The Old Steeple and Eureka Chamber Music Series enter into a first-time collaboration, bringing the 2024 Avery Fisher Career Grant winning Balourdet Quartet to Ferndale for an immersive presentation combining live music and a panel discussion about freedom, history, and the role of art in society.
In our increasingly fractured and polarized society, the arts are one of the few activities that can help to bridge the divide and bring us together. Music has an uncanny way of celebrating our differences while illuminating our common humanity. The Balourdet Quartet and ECMS artistic director Tom Stone will present musical selections and a discussion of music in the context of the historical events that inspire and shape it.
The centerpiece of the evening will be a performance of the groundbreaking and Grammy Award winning “Different Trains” by American composer Steve Reich, which combines live musical performance with pre-recorded sound, inspired by two very different sorts of World War II era train trips, one in America and and one in Europe during the holocaust.

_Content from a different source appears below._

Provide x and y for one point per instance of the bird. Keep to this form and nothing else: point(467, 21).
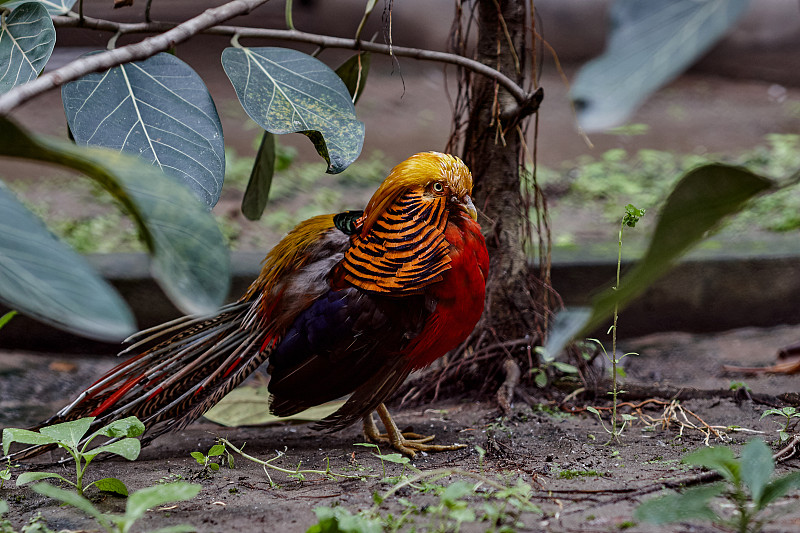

Also included will be works by Erwin Schulhoff, the great Austro-Czech composer whose life was cut short at the Würzburg concentration camp in 1942. Schulhoff's extraordinary, jazz infused compositions were nearly lost after being deemed "degenerate" by the Nazis, too "Western" by the USSR, and too radical in America, where his socialist and communist sympathies were unpalatable.
Tom Stone, himself a violinist who was a founding member of the Cypress String Quartet, will join the Balourdet Quartet playing the viola, performing music for string quintet by the German composer Felix Mendelssohn, who was the grandson of the influential Jewish philosopher Moses Mendelssohn, and in his relatively short life composed some of the most beloved music of the early Romantic era.
By building the bridge between the Classical and Romantic eras, perhaps no composer plumbed the depths of human emotion more profoundly than Ludwig van Beethoven. His final string quartet was also his last major composition and it poses the eternal question, "Must it be?," the phrase he wrote on the manuscript of his dark and intense third movement. Beethoven's masterful work provides a fitting conclusion to the program, as his mysterious riddle takes on fresh meaning in modern times.
Please join us for a lively performance and discussion.